Other approaches have been specifically focused on data exploration and exploratory computing research fields. Comparison criteria in this case include data characteristics (structured/semistructured/unstructured data, traditional vs big data, OLAP vs OLTP), the way data are collected (incrementally or one-step collection before starting data processing), the adopted exploration techniques, the model of relevance (if any), application of data mining or query approximation techniques, technological issues (e.g., the DBMS technology among SQL-based, NoSQL, NewSQL). The presentation of Exploratory Computing as a comprehensive approach that includes the notions of “exploration as a multi-step process”, model of relevance, data summarisation, multi-dimensional data modeling is given in [3]. In this paper, authors proposed a model of relevance based on statistical distribution of data. Compared to them, our approach has a model of relevance based on clustering aimed at detecting deviations from the normal working conditions of a monitored physical system. In [9] cube exploration is discussed, in order to give OLAP-based exploration facilities that help users in navigating multi-dimensional data. No model of relevance is proposed and the aim is at foreseeing user’s explorative actions in order to properly apply techniques of query approximation.
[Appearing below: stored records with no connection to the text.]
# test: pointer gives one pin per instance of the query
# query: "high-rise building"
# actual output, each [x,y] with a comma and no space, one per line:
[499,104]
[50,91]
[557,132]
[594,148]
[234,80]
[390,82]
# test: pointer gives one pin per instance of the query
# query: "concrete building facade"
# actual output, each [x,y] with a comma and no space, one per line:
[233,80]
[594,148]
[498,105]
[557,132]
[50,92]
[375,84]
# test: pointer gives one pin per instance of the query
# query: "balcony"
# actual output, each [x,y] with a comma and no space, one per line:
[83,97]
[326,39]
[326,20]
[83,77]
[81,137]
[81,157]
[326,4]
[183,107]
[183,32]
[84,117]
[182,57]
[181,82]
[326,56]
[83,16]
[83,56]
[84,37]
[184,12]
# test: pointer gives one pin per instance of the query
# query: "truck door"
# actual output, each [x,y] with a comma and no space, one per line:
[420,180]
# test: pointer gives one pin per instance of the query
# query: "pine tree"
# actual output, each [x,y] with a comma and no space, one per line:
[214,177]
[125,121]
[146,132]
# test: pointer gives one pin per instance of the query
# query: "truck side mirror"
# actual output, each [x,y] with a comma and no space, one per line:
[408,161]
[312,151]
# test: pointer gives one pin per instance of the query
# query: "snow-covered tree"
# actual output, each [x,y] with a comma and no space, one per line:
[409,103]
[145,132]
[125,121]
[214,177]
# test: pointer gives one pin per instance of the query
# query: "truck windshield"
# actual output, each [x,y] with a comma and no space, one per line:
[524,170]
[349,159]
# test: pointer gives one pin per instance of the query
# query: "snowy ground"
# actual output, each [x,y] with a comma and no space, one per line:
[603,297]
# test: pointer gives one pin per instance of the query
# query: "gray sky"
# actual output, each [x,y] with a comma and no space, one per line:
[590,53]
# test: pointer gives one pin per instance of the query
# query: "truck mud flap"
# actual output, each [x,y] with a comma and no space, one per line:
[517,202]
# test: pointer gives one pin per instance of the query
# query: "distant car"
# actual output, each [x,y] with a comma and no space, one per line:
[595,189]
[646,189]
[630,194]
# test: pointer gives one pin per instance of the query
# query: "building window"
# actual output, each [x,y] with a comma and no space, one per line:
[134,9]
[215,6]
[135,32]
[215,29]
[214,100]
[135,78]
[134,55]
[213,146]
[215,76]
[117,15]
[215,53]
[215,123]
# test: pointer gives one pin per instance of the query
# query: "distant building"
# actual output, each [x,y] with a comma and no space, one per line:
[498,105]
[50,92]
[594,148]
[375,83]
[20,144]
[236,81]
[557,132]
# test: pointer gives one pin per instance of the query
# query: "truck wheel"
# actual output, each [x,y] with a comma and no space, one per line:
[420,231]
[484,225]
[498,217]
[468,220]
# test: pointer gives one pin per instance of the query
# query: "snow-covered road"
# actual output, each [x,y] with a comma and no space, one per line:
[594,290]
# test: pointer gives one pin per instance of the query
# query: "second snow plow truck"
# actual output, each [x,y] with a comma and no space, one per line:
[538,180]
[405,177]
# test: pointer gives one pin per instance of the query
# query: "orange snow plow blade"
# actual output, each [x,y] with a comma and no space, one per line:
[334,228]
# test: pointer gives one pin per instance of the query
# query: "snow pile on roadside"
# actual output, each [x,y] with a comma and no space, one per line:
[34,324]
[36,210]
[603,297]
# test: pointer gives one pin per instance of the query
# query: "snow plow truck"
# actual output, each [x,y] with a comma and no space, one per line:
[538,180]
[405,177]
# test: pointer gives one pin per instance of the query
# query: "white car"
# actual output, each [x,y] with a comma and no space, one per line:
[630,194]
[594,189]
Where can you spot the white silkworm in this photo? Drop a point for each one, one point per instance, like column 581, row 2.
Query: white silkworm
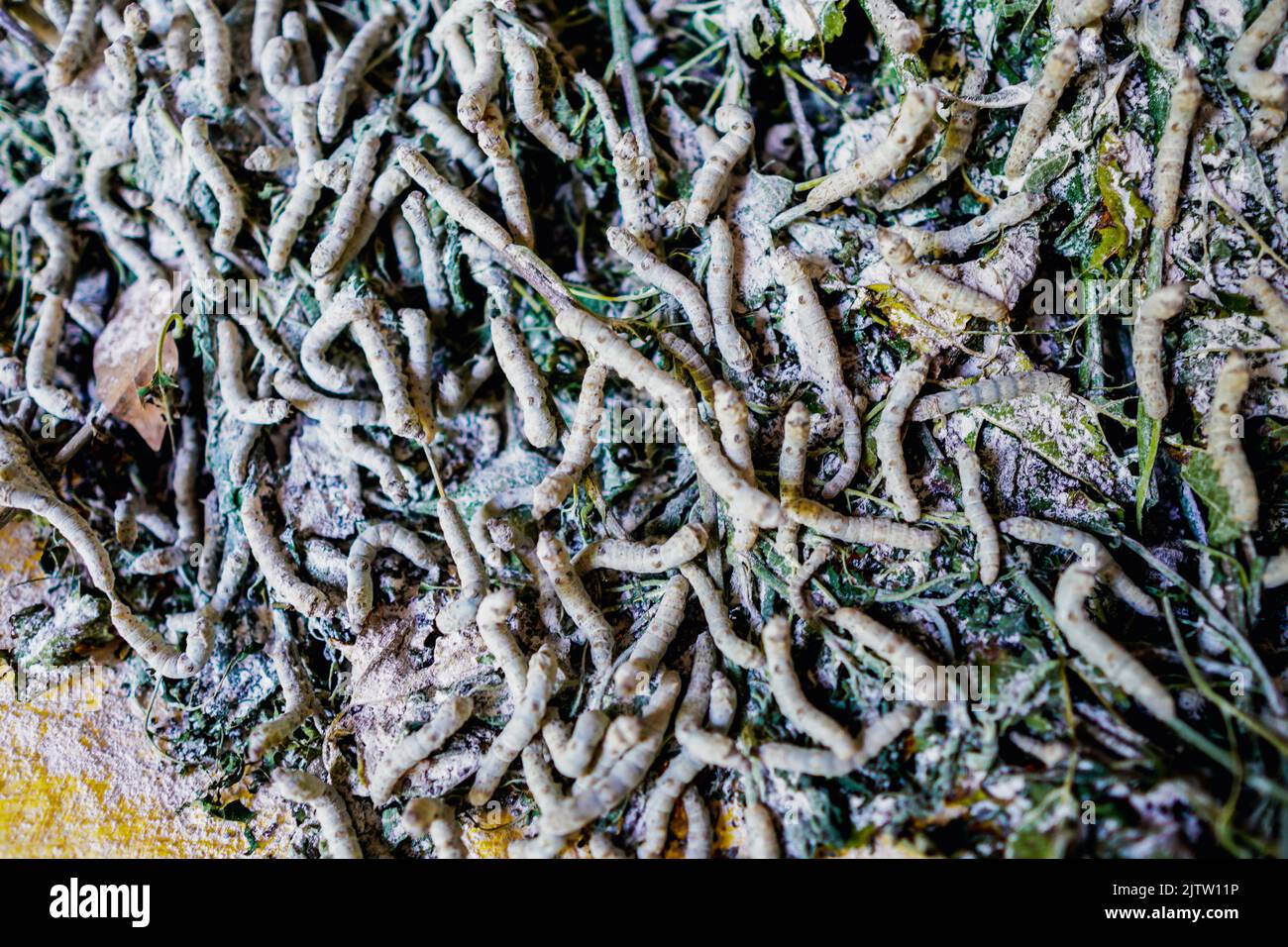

Authors in [15] propose the application of query approximation techniques to big data that are incrementally collected. Here approximation methods are based on the analysis of user’s action previously performed and on statistical properties of data, no model of relevance is proposed and the concept of exploration as a multi-step process has not been addressed.

In [8] an approach operating on structured data stored within a PostgreSQL database is proposed. Data are grouped according to specific criteria (e.g., all data in a given time interval, or all geographical data in the same area). These groups are referred to as semantic windows. The user is supported in formulating query where selection criteria and ranges of data are required. Query by sampling is applied and samples are compared against user’s query to check their compliance. If sampled data are relevant with respect to the query, all data in the same semantic window are presented to the user and next queries are performed on the same data. With respect to this approach, we proposed a model of relevance for enabling exploration also when the user is not able to specify his/her requirements through a query. Moreover, we focused on big data incrementally collected and summarised.

7 Concluding Remarks

In this paper, we discussed the ingredients to enable exploration of real time data in a dynamic context of interconnected systems, where large amounts of data must be incrementally collected, organized and analysed on-the-fly: (i) a multi-dimensional model, that is suited for supporting the iterative and multi-step nature of data exploration; (ii) efficient data summarisation techniques, based on clustering, in order to simplify overall view over high volumes of data; (iii) a model of relevance, aimed at focusing the attention of the user on relevant data only, also when the user is not able to specify his/her requirements through a query. Given the importance of these research challenges in the Industry 4.0 domain, we applied our approach in the smart factory as a case study. Future development efforts will be devoted to a parallelisation of data clustering, in order to further speed up data elaboration in the multi-dimensional model, the study of data visualisation techniques, automate and operationalise knowledge extracted from data produced by the system and the development of a GUI specifically meant for data exploration. With reference to the case study, the migration of the BODaI infrastructure onto the Niagara IoT frameworkFootnote 1 is being implemented.